ISOCPP std-proposals List: Re: [std-proposals] [bitset] find first set bit after a position pos

From: Arthur O'Dwyer <arthur.j.odwyer_at_[hidden]>
Date: Mon, 24 Oct 2022 12:08:28 -0400

On Mon, Oct 24, 2022 at 11:20 AM Madhur Chauhan via Std-Proposals <
std-proposals_at_[hidden]> wrote:

> Hello everybody,
>
> *Problem*: Find the first set bit in a bitset with index >= a given pos
> *[...]*
> *Proposal*: Add a new member into std::bitset
>

Thought-provoking!

If you're touching std::bitset, then at first glance I'd think a good
approach would be to propose standardizing the entire <bit> header for
std::bitset:
bool has_single_bit(const std::bitset<N>&) noexcept;
std::bitset<N> bit_ceil(const std::bitset<N>&) noexcept;
std::bitset<N> bit_floor(const std::bitset<N>&) noexcept;
int bit_width(const std::bitset<N>&) noexcept;
std::bitset<N> rotl(const std::bitset<N>&, int) noexcept;
std::bitset<N> rotr(const std::bitset<N>&, int) noexcept;
int countl_zero(const std::bitset<N>&) noexcept;
int countr_zero(const std::bitset<N>&) noexcept;
int countl_one(const std::bitset<N>&) noexcept;
int countr_one(const std::bitset<N>&) noexcept;
int popcount(const std::bitset<N>&) noexcept;

Then you could write
  int find_first_set(std::bitset<N> bs, int pos) {
    bs >>= pos;
    return std::countr_zero(bs) + pos;
  }

Notice that if std::bitset were allocating, like `vector<bool>`, then you
would want to take-by-value in the functions that return bitsets (so that
you could manipulate the by-value parameter directly and then move it into
the return slot, instead of making your own copy); but since std::bitset is
non-allocating, like `std::array`, you actually want to take it by
reference and make that (NRVO-eligible) copy yourself.

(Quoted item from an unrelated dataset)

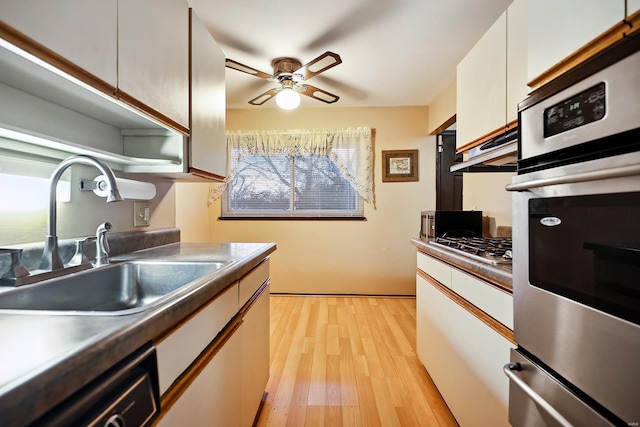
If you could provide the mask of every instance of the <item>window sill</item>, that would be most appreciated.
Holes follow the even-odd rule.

I know my suggested `find_first_set` implementation isn't going to be as
fast as yours, because mine wastes all that time memcpy'ing (or worse)
inside the `>>=`. But is that a complete dealbreaker?
The "fully general, design-by-committee" approach might be to have
something like `std::slice` for bitsets, so that you could do `return
countr_zero(slice(bs, pos, -1))`. But that feels like a bad idea to me, and
therefore I bet probably also to the committee. ;)

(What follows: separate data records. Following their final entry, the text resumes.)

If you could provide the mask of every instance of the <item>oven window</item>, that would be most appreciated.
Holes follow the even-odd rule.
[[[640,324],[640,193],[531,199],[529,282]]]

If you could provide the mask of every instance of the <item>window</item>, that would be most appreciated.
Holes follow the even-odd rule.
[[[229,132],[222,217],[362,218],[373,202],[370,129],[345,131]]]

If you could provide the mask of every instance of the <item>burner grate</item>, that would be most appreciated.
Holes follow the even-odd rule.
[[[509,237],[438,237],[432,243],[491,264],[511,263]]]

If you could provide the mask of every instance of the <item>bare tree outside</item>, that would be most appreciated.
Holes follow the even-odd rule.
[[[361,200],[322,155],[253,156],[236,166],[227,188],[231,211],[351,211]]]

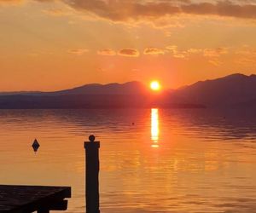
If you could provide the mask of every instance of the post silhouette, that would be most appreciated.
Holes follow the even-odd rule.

Another idea might be to expand `std::bitset` with member versions of the
<bit> header, each taking optional start and end indices á là
std::string::compare:

    template<size_t N>
    class bitset {
        static constexpr size_t npos = size_t(-1);
        constexpr size_t countl_zero(size_t start = 0, size_t end = npos)
const;
        constexpr size_t countr_zero(size_t start = 0, size_t end = npos)
const;
        constexpr size_t countl_one(size_t start = 0, size_t end = npos)
const;
        constexpr size_t countr_one(size_t start = 0, size_t end = npos)
const;
        constexpr size_t bit_width(size_t start = 0, size_t end = npos)
const;
        constexpr size_t popcount(size_t start = 0, size_t end = npos)
const;
        constexpr bitset<N> bit_floor() const;
        constexpr bitset<N> bit_ceil() const;
        constexpr bitset<N> rotl(int n, size_t start = 0, size_t end =
npos) const;
        constexpr bitset<N> rotr(int n, size_t start = 0, size_t end =
npos) const;
        [...]
    };

But this feels awkward, because these members return `size_t` instead of
`int`-as-in-<bit>; and also because the mutating ones `bit_floor`,
`rotl`,... don't really have good interfaces. It seems that you might want
something like `std::string::substr` for bitsets, too.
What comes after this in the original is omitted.